Ultimately, crypto art—and crypto in general—present a tool for community coordination and capital formation, which has political implications. Just like the web2 internet leveled information access and creation, mobilizing millions of people, crypto – including crypto art – presents a tool for economic coordination and community formation. Unlike in Benjamin’s era, where audiences were largely passive consumers, they now have the opportunity to own and engage actively with these assets. 

Conclusion

The story of the intersection of art and culture is a story of evolution and adaptation. It encompasses the diverse ways in which artistic expression reflects, shapes, and responds to cultural values, societal norms, and technological advancements. As for how crypto will impact that story, that’s a chapter that’s still being written.

Benjamin observes that the “superstructure”—the realm of art, culture, politics, and society—takes time to catch up to changes in the means of production (technology). Whereas painting is an artistic tradition that stretches back over millennia, digital means of artistic production measure their age in decades, and crypto is younger still. It will take time for the cultural and political implications of crypto to fully manifest.

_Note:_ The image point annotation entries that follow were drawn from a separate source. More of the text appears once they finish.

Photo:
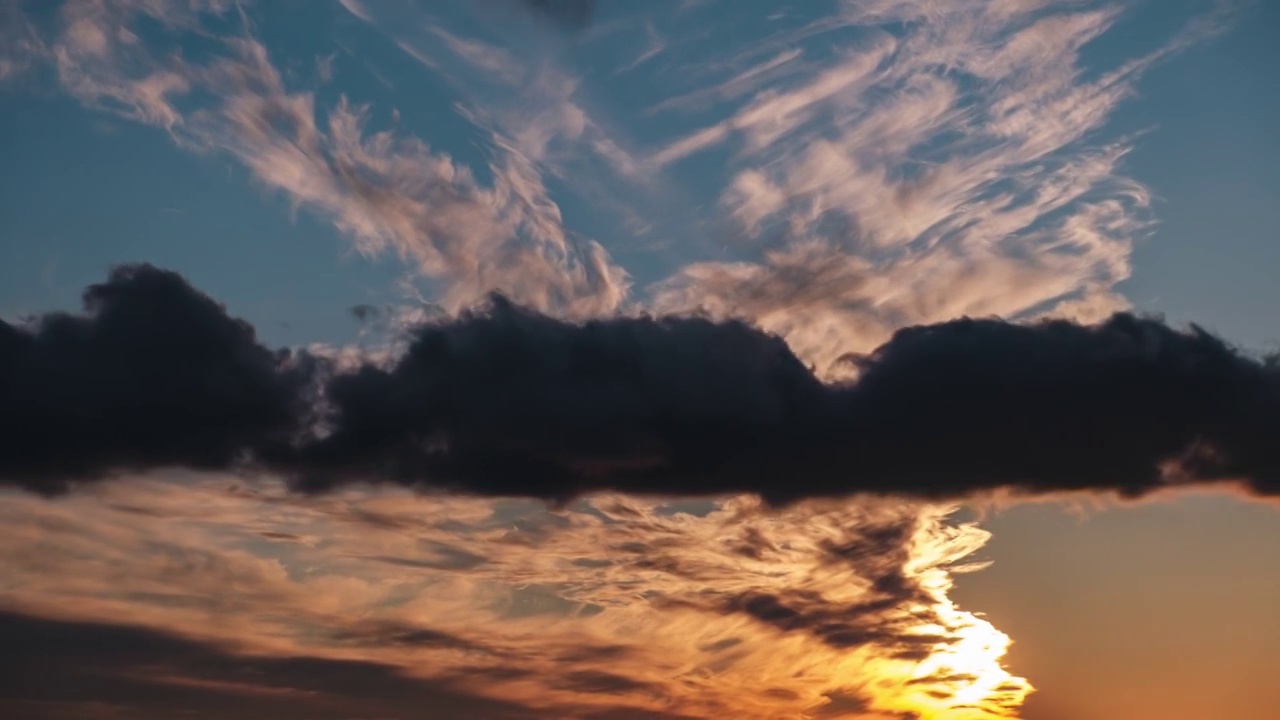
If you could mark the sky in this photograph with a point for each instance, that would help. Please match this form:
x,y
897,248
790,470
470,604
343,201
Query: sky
x,y
840,364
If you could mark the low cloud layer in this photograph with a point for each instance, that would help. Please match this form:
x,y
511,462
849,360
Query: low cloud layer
x,y
371,604
506,401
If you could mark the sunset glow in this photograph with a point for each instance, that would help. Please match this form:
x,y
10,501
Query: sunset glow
x,y
639,360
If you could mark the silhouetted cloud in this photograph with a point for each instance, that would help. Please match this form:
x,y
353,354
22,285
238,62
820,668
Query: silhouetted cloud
x,y
152,374
507,401
77,669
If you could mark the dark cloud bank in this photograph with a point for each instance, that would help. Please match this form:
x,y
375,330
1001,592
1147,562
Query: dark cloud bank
x,y
508,402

For Benjamin, art represented a site of resistance and transformation, capable of challenging dominant power structures and sparking social change. The integration of blockchain into the art world presents new opportunities for artists, collectors, and communities to engage in new ways. As these technologies continue to evolve, they have the potential to revolutionize not only the art market but also the broader cultural and political landscape in ways that, for now, we can only imagine.